The promising preclinical results of CBDCA-PCL-NPs-Gel warrant further investigations under a set of stringent parameters for the treatment of melanoma.
在一项 II 期临床试验中,卡铂(CBDCA)在治疗恶性黑色素瘤方面的反应率与达卡巴嗪相当,为 19%。然而,除了理想的治疗特征外,静脉(i.v)给予 CBDCA 会在靶部位提供亚治疗浓度。这需要通过使用纳米载体通过替代途径给予 CBDCA,以实现治疗黑色素瘤的疗效。

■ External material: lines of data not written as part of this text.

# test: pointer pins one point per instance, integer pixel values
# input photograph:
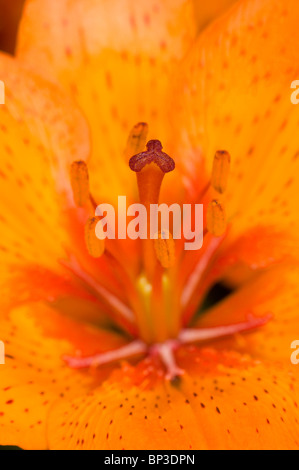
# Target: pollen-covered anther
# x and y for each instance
(95, 246)
(80, 183)
(165, 249)
(220, 171)
(216, 218)
(137, 139)
(153, 154)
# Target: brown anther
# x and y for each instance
(153, 154)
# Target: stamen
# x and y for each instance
(166, 352)
(150, 167)
(137, 139)
(116, 304)
(216, 219)
(165, 249)
(220, 172)
(95, 246)
(80, 183)
(129, 350)
(202, 334)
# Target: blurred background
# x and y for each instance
(10, 14)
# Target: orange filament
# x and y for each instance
(95, 246)
(150, 167)
(220, 171)
(137, 139)
(165, 249)
(216, 219)
(80, 183)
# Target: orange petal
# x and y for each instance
(40, 131)
(117, 59)
(34, 375)
(235, 94)
(221, 402)
(275, 293)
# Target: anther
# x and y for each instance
(150, 167)
(165, 249)
(137, 139)
(95, 246)
(220, 171)
(216, 219)
(80, 183)
(153, 154)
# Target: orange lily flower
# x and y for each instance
(114, 346)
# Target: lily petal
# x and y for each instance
(117, 59)
(273, 292)
(201, 410)
(235, 95)
(35, 375)
(39, 128)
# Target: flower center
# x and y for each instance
(164, 295)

制备载有卡铂的聚(ε-己内酯)纳米粒(CBDCA-PCL-NPs)并与壳聚糖-β-甘油磷酸凝胶(CBDCA-PCL-NPs-Gel)混合,用于瘤内(i.t)给药。 CBDCA-PCL-NPs 的平均粒径和 Zeta 电位分别为 54.5±6.3nm 和-8.1±0.9mV,此外纳米制剂还呈球形。傅里叶变换红外光谱(FT-IR)表明药物与聚合物之间没有任何化学不相容性问题。 XRD 图谱表明 CBDCA-PCL-NPs 具有无定形晶格。 CBDCA-PCL-NPs-Gel 的药物载量估计为 152mg/1ml。 CBDCA-PCL-NPs-Gel 表现出长达 48 小时的药物释放延长。此外,CBDCA-PCL-NPs-Gel 的 IC50 为 80.3-μM,明显(P<0.05)低于 CBDCA-PCL-NPs 的 162.8-μM 和 CBDCA 溶液的 248.5-μM,在 B16F1 黑色素瘤癌细胞中。 CBDCA-PCL-NPs-Gel 验证了 80.2%的凋亡率明显(P<0.01)高于 CBDCA-PCL-NPs 的 57.6%和 CBDCA 溶液的 43.4%。在此基础上,与瘤内注射 CBDCA 溶液相比,CBDCA-PCL-NPs-Gel 显著(P<0.01)抑制肿瘤体积至 95.5±8.4-mm3,而瘤内注射 CBDCA 溶液时为 178.9±10.2-mm3,静脉注射 CBDCA 溶液时为 210.6±17.1-mm3,而 B16F1 荷瘤 C57BL6J 小鼠的肿瘤体积为 815.4±17.1-mm3。
CBDCA-PCL-NPs-Gel 的有希望的临床前结果需要在一系列严格的参数下进行进一步研究,以用于治疗黑色素瘤。